Dessie sat up decisively.

“Well, anyway, we’ll be sensible,” she said calmly. “We won’t throw it away on trifles like a lot of people would who I could mention, if I had a mind to.”

“I’ve got it all settled, Dessie,” Waldo told her, smiling as a kindly feeling came over him. “Guess we can afford to have a good time now at our age. Maybe we won’t be lingering here much longer, which would be a shame if we hadn’t taken full advantage of it by the time we went. Wouldn’t be no sense in hoarding it only to have to pass it along to somebody else after we are gone.”

Dessie nodded approvingly, her spirits rising again.

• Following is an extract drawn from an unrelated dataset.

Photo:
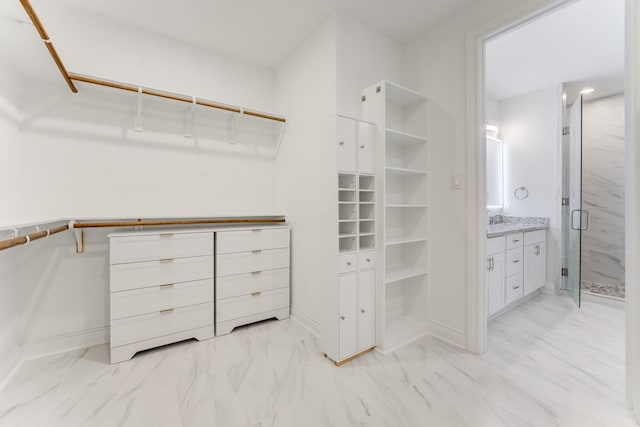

“I’ve always wanted a fur neckpiece, Waldo,” she said, her face bright with hope.

Dessie did not sleep a single wink that night. For an hour after they had gone to bed, she lay silently tense, listening. Waldo did not stir. He lay on his back listening to Dessie’s labored breathing.

Just before midnight Dessie got up as quietly as she possibly could and tiptoed to the foot of the bed where Waldo had laid his pants over the back of a chair. It was dark in the room with the shades drawn, and she took care in feeling her way to the chair. She was trembling nervously when she touched it, and the jerking of her breath had started a pain in her chest. Without losing any more time she slid her hand into the pants pocket.

“Get your hand out of my pants, Dessie,” Waldo said, rising up in bed. “Leave that money be.”

Dessie dropped the pants without having touched the money, and went back to bed without a word. Neither of them spoke as she lay down again and tried to make herself as comfortable as possible for the remainder of the night. After that both of them lay staring into the blackness of the room.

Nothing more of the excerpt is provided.